<質問> 道内では以前から医師の不足が問題になり、認知症の人も増え続けると予測されています。将来、満足な医療や介護を受けられるのか不安です。道内の認知症医療・介護の課題を教えてください。

 <回答> 認知症の診療はこれまで神経内科、精神科、脳神経外科などが対応してきました。最近では総合診療科、老年内科などの医師も加わっています。

 北海道医師会と札幌市医師会は2006年から「認知症対応力向上研修」を実施し、研修を修了した医師も地域で認知症を診療しています。この研修をさらに普及させ、道内全域で認知症を診る体制が整うよう努力しています。

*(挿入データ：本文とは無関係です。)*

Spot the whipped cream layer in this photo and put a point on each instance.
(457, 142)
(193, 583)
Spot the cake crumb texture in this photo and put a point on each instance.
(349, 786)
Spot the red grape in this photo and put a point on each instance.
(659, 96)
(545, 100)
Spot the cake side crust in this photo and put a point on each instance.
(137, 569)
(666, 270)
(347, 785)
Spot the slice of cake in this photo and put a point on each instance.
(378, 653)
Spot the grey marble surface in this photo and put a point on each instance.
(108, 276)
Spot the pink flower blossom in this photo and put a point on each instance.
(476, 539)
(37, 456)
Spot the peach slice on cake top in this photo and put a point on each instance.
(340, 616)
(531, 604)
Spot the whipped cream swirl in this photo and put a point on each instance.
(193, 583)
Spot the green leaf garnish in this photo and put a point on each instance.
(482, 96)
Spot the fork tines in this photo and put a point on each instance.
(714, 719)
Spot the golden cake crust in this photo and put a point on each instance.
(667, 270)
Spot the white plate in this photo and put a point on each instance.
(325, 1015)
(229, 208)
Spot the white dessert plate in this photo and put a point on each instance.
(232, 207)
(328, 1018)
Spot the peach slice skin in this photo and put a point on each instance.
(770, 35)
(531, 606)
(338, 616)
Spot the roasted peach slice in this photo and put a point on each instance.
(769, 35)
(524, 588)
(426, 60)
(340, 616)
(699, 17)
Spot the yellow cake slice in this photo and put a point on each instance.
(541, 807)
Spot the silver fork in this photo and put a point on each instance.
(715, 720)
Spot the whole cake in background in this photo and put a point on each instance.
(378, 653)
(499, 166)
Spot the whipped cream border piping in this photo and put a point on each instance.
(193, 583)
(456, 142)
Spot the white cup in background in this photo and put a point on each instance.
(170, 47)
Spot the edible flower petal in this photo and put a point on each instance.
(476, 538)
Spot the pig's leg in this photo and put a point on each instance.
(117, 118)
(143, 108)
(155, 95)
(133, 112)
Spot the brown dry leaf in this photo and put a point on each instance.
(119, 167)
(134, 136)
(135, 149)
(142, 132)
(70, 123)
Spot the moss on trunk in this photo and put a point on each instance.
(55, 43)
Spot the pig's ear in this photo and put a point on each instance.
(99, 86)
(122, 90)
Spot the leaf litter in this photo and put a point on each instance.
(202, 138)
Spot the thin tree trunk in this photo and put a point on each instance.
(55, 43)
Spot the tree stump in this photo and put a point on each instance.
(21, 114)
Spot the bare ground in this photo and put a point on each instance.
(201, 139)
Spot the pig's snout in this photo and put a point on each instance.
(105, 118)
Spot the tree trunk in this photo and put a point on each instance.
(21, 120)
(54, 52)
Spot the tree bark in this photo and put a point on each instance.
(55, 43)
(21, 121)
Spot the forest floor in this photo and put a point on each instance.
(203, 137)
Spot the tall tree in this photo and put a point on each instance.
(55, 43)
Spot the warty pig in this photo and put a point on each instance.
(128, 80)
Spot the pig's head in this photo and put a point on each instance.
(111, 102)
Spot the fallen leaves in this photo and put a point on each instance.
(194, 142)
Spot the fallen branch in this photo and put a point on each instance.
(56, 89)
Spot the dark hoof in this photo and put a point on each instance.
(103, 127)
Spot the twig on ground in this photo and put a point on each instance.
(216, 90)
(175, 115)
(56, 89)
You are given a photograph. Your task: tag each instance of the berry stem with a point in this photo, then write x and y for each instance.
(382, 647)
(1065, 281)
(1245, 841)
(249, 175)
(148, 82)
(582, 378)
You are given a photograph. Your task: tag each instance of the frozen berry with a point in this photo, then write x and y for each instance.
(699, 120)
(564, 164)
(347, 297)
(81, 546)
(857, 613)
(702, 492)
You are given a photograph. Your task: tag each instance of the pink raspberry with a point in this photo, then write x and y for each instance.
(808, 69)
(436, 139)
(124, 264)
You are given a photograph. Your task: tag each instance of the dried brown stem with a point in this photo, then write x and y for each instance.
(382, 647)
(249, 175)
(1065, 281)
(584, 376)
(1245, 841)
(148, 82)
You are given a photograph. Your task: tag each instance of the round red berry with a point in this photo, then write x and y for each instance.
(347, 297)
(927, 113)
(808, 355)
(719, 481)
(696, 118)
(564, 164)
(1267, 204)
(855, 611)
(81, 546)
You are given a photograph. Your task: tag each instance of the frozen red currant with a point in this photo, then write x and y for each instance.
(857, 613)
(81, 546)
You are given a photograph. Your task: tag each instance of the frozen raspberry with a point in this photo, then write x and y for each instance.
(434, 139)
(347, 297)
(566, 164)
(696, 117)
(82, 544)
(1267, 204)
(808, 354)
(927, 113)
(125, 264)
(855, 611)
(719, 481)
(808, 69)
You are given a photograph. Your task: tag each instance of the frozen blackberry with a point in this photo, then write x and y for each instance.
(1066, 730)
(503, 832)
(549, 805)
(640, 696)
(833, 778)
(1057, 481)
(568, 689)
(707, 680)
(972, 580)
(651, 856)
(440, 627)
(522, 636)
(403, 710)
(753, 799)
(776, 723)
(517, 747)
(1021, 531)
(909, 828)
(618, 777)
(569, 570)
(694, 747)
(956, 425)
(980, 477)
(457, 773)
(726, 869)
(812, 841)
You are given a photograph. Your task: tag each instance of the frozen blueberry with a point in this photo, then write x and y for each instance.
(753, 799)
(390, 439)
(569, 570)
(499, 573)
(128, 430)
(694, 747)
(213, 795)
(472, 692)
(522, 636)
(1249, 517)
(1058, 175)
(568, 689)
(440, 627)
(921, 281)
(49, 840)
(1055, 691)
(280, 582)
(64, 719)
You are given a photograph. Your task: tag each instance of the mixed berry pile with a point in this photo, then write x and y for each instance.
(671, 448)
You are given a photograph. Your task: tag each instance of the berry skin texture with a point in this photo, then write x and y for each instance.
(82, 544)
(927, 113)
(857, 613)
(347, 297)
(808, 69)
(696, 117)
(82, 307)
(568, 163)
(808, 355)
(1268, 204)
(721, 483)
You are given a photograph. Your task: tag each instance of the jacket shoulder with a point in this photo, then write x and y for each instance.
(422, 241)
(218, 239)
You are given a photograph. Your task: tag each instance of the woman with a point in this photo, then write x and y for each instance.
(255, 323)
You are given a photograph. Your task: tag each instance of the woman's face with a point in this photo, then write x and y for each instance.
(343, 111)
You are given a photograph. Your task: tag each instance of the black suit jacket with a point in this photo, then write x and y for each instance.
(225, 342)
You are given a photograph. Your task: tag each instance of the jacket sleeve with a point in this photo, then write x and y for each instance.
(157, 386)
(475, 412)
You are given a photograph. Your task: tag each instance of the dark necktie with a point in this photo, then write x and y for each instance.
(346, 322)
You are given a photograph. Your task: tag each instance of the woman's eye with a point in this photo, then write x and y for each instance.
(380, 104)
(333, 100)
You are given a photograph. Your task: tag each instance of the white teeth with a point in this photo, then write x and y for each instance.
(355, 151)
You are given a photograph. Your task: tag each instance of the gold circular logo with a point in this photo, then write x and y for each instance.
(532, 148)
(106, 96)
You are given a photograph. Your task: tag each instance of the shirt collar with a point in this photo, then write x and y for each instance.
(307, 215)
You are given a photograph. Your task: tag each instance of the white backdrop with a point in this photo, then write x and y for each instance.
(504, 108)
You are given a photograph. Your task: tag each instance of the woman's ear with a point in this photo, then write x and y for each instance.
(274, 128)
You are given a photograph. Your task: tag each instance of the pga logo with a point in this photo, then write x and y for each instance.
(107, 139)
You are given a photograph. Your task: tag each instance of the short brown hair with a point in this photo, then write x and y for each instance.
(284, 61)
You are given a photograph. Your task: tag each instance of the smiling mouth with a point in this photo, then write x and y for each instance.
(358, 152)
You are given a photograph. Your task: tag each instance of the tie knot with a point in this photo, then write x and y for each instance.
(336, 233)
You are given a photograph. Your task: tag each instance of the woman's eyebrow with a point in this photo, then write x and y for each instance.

 認知症の初期の診療はかかりつけ医(内科医など)が担い、病状の進行に合わせて専門的な医師が対応する方式が国から提案され、その方向で医療体制は整備されつつあります。

 認知症対策の課題の一つに、全市町村に「認知症初期集中支援チーム」を置くというものがあります。保健師や医師らがチームを作り、介護サービスに適切につながっていない認知症高齢者を訪問し、支援する仕組みです。道内では苫小牧市や砂川市などでまず作られ、3月末までに12市町村に設置される予定です。

 こうした活動は、認知症で生活するのに困難を抱えていても、それを自覚できない認知症の人にとって重要です。しかし、チームを「全市町村に置く」という目標を達成するには難しさもあります。チームには特別な研修を受けた「認知症サポート医」の存在が必要ですが、認知症サポート医がいない市町村も少なくありません。全道的な支援体制が求められ、道医師会のリーダーシップが期待されます。

 わが国で増える一方の認知症について、英国では増加の抑制に成功しています。認知症の人が増えることを宿命のように考えるのはやめましょう。要の対策は運動不足の解消、減塩食、生活習慣病の克服などです。「急速に高齢化する中で認知症を減らした国・日本」の実現を目指し、一緒に考えて行動していきましょう。

 14年4月から2年間、認知症をテーマに執筆させていただきました。お読みくださり、ありがとうございました。心からお礼を申し上げます。(勤医協中央病院名誉院長 伊古田俊夫)

 「みんなで学ぼう認知症」は今回で終わります。